Chapter 3 The Proposed Techniques
3.4 An Example of The Proposed Policy
In the proposed scheduling policy, the rank level read-write reordering is combined with the read-write aware throttling. To understand how the proposed policy works, a complete example is given as follows. Assume that there are four ranks in the DRAM and the throttle delay is reached at cycle k. Suppose that at cycle k, the command pattern in the RQ is as shown in the left part of Fig. 11. The commands are clustered into command sets according to their target ranks, the result is as shown in the right part of Fig. 11. Notice that the command set 𝑆4 contains no commands and is therefore omitted in Fig. 11.
Fig. 11 An example of how the read-write aware throttling clusters commands in the RQ and determines which ranks should be turned on when the throttle delay is reached.
When the throttle delay is reached at cycle k, the read-write aware throttling is first performed to check on each command set for the existence of read commands. As the result, r1
and r3 are considered urgent, while r2 and r4 are considered trivial. After the read-write aware throttling, the rank level read-write reordering is performed on command sets 𝑆1 and 𝑆3 before they are sent to CQ1 and CQ3. Using 𝑆1 as an example, Fig. 12 shows how the
34
commands in 𝑆1 are reordered and sent to the CQ. The command at the front of the command set has the highest priority while the command at the end has the lowest priority. The commands are sent to the CQ in descending order of priority one at a cycle.
Fig. 12 An example of how the commands in a given command set 𝑆1 are reordered by the rank level read-write reordering and sent to the CQ.
As shown in Fig. 12, rank 1 was originally in the low power mode after all the commands from last throttle period are completed. .When the throttle delay is reached and the command set is formed, the rank level read-write reordering checks through the command set and found that W4 and W7 target to the same address as R8. These three commands are then combined to form a command group and reordered to the front of 𝑆1. Once the reordering completes, the commands are sent to 𝐶𝑄1 and rank 1 is turned on. Rank 1 is turned off again when all the command finishes. The example shows that the rank level read-write reordering forces the DRAM to process read requests as early as possible.
It is noticeable that for an urgent rank ri, all the commands in the command set 𝑆𝑖 are allowed to be sent to 𝐶𝑄𝑖. Even the write requests whose target addresses are not identical to any read requests are allowed to be sent to the corresponding CQ instead of kept blocked in the RQ. For example, the target addresses of W1 and W6 in Fig. 12 are not the same as R8, and
35
they are still sent to 𝐶𝑄1. The reason is that once a rank is activated, keeping these write requests in the RQ does not contribute to more DRAM power reduction because they will eventually be processed and consumes the same amount of power.

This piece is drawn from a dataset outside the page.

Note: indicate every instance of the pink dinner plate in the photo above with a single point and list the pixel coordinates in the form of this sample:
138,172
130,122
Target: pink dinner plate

Moreover, if these write requests are kept blocked in the RQ until a read requests with the same target address enters the command set, the read request has to wait for these write requests to be completed. This lengthens the latency of the critical read request and has chance to worsen the system performance degradation.
36
Chapter 4
Experimental Results
This chapter demonstrates and analyzes the experimental results to examine the proposed techniques. First, the simulation environment is described. Second, the evaluation results of how each techniques proposed in this thesis work at certain throttle delay are shown and analyzed. Finally, the evaluation on the power and performance trade-off is carried out and the results are analyzed and compared with other works.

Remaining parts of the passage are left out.